Investigate how to identify/show flaky tests inside Avocado

beraldoleal commented 3 years ago

Some CI environments have the ability to identify flaky tests so developers could maybe remove those tests from the suite or make them "safe-to-ignore" (or something similar).

One way to identify this is by analyzing all runs of a specific suite and comparing the results. This could be a feature of avocado-server interface. Another way is to re-run failed tests.

This is an issue is to brainstorm and evaluate if we would like to deliver this as a feature.

beraldoleal commented 3 years ago

@wainersm thanks for the suggestion. Please feel free to add your comments here.

beraldoleal commented 3 years ago

One possible idea: have a --detect-flaky-tests, and a --move-flaky-to-quarantine (names are just examples, we could improve this latter):

Run a suite;
Detect failed tests;
Re-run those, and if passed, this is a strong candidate to be a flaky tests;
Tag those tests as flaky; (Quarantine is just the pool of tests with the 'flaky' tag);

This will let developers know all the flaky tests and let the Job passing (not affecting healthy test trust). The idea is not to postpone this investigation, someone needs to investigate this soon. In order to force this, we could set limits of "how many" flaky tags we could have in a project. Not sure, just ideas.

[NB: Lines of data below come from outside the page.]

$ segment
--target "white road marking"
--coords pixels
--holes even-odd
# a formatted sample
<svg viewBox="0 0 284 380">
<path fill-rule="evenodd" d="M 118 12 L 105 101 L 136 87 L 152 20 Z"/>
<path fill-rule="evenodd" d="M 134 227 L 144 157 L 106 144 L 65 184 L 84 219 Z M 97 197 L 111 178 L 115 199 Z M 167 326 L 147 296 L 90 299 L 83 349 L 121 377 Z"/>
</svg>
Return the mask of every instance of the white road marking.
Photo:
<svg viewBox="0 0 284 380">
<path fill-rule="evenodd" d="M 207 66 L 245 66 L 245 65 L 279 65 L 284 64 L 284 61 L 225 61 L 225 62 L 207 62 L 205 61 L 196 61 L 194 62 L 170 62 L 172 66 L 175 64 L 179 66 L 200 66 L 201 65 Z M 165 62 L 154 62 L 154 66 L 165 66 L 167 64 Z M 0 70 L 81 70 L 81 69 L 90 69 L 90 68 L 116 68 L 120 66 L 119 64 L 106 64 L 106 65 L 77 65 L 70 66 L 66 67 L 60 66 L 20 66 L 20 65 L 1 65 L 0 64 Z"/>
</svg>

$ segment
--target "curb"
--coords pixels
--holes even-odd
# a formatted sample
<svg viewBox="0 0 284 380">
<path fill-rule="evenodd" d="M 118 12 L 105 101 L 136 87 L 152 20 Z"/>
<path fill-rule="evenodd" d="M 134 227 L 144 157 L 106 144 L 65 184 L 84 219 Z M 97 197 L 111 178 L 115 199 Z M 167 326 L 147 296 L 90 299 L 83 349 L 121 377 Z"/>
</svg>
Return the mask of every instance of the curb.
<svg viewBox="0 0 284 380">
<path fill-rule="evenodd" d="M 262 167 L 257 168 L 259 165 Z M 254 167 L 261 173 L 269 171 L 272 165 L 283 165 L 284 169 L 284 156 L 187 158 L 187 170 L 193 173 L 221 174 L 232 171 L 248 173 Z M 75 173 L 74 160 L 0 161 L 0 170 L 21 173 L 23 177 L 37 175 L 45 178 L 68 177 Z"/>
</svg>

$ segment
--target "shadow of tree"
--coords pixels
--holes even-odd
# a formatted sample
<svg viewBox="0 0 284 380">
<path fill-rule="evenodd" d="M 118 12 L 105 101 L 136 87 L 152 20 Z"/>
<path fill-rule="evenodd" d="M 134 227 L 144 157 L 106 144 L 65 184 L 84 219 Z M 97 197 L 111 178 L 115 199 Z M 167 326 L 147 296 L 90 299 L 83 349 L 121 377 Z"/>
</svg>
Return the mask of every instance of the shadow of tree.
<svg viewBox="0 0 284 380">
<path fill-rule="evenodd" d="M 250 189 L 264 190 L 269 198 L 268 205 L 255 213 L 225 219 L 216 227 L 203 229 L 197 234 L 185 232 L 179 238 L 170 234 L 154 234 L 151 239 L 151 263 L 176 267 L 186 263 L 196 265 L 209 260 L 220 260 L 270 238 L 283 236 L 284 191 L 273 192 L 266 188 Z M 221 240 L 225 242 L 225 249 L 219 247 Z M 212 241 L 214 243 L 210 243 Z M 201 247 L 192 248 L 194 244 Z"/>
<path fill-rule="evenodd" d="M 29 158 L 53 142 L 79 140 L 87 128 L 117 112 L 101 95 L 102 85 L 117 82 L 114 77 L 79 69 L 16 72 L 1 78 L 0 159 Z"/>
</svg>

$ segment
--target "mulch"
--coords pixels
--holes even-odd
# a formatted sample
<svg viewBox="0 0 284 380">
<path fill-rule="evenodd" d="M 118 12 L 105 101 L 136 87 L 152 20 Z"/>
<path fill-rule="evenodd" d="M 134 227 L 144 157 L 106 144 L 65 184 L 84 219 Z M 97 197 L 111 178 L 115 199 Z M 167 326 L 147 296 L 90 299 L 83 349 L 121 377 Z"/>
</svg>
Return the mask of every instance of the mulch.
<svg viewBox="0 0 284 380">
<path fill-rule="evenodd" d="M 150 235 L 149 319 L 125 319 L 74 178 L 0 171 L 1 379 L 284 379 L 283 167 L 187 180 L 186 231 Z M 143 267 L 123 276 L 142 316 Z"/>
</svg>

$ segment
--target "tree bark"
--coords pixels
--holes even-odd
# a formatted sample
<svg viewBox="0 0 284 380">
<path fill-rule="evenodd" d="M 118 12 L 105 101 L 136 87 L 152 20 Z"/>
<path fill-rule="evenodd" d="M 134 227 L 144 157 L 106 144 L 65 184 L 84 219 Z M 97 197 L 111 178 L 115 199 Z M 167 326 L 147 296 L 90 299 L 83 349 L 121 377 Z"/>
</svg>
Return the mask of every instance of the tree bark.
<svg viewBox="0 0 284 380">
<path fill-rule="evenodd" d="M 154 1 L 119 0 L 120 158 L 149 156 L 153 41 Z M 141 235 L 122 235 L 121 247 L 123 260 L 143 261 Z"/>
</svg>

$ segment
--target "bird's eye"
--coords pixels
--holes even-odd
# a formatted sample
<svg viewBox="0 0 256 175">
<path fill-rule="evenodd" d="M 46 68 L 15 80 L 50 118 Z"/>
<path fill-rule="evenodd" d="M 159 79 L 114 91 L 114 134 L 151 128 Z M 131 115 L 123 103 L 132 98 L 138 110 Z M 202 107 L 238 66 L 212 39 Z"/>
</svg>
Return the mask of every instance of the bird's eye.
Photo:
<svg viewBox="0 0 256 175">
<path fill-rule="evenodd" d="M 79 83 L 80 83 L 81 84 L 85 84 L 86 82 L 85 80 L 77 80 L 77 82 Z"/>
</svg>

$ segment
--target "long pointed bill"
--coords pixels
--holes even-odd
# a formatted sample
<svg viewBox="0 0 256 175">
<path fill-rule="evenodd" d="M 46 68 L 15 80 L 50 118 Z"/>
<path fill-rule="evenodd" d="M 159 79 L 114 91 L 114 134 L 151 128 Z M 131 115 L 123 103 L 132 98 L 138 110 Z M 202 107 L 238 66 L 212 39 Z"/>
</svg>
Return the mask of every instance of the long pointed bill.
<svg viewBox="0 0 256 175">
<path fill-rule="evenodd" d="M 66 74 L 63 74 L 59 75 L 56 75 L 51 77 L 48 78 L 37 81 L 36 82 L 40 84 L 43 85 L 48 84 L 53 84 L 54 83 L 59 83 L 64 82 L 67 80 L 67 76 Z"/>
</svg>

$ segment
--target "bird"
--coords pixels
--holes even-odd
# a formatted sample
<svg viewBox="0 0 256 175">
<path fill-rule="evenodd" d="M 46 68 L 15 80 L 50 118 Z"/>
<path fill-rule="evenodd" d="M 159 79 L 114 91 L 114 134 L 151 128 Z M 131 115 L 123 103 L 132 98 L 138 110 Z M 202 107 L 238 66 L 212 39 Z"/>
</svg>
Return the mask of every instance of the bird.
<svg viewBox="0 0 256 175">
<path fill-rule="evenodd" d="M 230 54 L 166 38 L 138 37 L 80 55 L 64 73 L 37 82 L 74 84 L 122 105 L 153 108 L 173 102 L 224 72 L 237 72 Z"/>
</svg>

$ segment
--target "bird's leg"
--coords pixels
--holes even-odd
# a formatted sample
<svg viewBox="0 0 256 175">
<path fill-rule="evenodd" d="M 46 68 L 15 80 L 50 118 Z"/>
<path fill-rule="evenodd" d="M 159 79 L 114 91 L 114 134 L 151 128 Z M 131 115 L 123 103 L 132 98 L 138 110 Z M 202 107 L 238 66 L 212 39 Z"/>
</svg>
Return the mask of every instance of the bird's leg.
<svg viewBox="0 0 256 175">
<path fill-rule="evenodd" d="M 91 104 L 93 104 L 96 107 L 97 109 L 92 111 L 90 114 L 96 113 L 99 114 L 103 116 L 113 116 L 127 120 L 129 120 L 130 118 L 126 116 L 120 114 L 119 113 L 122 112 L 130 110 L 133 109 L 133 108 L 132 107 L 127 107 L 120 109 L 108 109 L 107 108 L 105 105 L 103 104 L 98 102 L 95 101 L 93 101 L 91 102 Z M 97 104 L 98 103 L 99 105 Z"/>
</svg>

wainersm commented 3 years ago

Let me begin by explaining how flaky tests are treated by OpenShift CI as it seems to me a simple and good enough example for most cases. Keep in mind that I am not expert on OpenShift tests/CI but recently I have being involved with adding Kata Containers in that CI, therefore some information here might not be accurate.

The OpenShift provides a suite with thousands of end-to-end (e2e) tests, mostly tests inherited from Kubernetes project. Those implements operations which an admin and/or developer would carry out on the platform, for instance, create a pod with two or mode containers sharing a volume.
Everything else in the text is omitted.